Life Lessons Learned Along the Way: Learning to Forget but Still Remembering
We continue our series of personal, impactful stories that have shaped how we practice law.
I have had rescue dogs for as long as I can remember. They are amazing animals that come with life experience. This means they generally have some baggage. Some of these experiences can hold them back. If they can’t move past them, it can stop them in place.
Odie is one of the best dogs I have ever had. He has had a great life, but it wasn’t always that way. It could have been far more difficult. As a pup, he had a rough start. He was removed from a very bad situation caused by some very bad people. I remember the first time I met him at his foster mom’s house. I knew a little bit about his history, and truthfully, I was somewhat apprehensive about this dog.
First my wife went in the house and he was so excited. Then my son and daughter entered. Immediately, he was theirs. The big test was Penny, who was already our girl. They hit it off immediately. Then it was my turn. His disposition promptly changed when he saw me. He grew completely quiet. He was very uncertain about me and what I was going to do. His foster mom gave me a piece of cheese. “Give him this,” she said, “then he will know you are his friend. He likes cheese.” Yes, as the next many years proved, he definitely likes cheese. Once I gave it to him, he turned back to the dog he was two minutes earlier. Clearly, however, something about me reminded him of his past, which we both had to overcome.
By the way, he and Penny became a bonded pair. For years, they acted like a long married couple. They knew each other’s moves before they made them. I was greatly concerned about Odie when Penny passed away a couple of years ago. Thankfully, he has Poppy. He seems to think she is his granddog. He tries to teach her and sometimes she listens.
Odie has had a tremendous life, which we have shared. He has traveled to parts of this great country that many humans will never see. He has been in lakes, rivers and mountains, and I know his life has been fantastic. He moved past some bad experiences to have far better ones. Even now, however, I occasionally see in him a glimmer of memory. He will see or feel something that appears to remind him of some long ago event. He remembers it, but does not carry it.

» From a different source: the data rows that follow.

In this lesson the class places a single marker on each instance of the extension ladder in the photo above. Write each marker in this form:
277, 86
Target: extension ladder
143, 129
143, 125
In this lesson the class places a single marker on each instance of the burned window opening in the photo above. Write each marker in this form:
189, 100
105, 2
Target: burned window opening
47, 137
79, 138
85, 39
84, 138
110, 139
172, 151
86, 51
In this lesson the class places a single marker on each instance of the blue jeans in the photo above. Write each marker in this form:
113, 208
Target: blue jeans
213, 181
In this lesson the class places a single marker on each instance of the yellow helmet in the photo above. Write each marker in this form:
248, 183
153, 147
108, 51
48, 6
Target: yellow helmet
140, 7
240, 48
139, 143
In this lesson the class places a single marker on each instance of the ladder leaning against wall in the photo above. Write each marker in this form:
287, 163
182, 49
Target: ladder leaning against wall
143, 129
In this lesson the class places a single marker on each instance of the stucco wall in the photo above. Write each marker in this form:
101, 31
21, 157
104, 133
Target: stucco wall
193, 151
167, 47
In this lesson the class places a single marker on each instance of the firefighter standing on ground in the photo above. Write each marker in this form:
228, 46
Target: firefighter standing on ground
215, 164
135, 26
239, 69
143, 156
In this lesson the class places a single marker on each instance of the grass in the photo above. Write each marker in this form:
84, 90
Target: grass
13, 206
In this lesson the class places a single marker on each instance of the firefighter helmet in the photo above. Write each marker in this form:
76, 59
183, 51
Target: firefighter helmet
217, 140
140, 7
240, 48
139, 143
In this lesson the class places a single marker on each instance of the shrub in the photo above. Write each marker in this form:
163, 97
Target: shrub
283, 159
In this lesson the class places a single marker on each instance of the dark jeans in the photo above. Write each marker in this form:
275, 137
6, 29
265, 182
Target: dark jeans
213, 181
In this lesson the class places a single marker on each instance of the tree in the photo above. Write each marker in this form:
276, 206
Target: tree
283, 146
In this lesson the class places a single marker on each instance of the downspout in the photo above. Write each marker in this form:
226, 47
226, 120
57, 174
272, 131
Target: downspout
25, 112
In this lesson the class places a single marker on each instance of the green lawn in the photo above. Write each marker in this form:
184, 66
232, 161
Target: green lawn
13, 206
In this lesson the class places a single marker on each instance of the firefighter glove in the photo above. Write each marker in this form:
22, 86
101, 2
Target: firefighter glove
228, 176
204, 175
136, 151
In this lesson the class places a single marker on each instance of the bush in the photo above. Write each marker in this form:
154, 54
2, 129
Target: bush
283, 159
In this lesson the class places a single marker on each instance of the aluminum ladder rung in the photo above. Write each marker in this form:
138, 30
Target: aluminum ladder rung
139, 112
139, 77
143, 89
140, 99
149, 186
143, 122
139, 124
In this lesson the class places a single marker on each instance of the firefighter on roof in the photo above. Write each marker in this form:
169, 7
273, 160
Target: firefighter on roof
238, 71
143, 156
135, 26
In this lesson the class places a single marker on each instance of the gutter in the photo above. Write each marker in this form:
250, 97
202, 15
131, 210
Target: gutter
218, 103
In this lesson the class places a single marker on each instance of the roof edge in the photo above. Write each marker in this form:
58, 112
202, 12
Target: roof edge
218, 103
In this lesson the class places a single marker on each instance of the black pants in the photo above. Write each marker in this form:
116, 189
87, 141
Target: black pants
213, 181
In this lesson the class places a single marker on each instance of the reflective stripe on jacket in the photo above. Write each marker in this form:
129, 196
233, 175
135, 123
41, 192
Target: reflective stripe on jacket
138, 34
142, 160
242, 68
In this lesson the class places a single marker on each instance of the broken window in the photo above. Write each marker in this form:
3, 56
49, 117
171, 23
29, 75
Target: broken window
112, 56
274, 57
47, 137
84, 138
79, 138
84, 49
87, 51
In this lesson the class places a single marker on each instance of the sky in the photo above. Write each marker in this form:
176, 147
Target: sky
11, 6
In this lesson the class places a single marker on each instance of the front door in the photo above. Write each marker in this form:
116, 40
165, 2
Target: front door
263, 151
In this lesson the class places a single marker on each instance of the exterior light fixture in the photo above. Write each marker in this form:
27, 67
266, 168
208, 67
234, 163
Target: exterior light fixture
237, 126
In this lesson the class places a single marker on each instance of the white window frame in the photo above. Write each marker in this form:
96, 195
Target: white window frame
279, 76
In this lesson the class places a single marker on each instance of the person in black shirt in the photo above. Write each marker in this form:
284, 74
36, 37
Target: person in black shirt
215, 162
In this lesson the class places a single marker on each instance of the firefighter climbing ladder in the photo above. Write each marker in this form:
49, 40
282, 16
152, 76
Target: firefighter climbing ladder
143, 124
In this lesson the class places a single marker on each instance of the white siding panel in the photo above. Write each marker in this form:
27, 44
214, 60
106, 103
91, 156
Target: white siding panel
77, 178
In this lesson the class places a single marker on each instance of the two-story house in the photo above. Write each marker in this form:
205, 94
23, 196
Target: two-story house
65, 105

So what can you learn about the practice of law from a dog? Apparently quite a bit. In our business, and our everyday lives, things happen that make our paths difficult. Sometimes we cling too long to events that are significant, but from which we must move on. It is important to remember those events and the lessons they teach us. It is equally important to use them in making our lives, and practices, stronger as we continue to grow. Otherwise, they may stop us in place.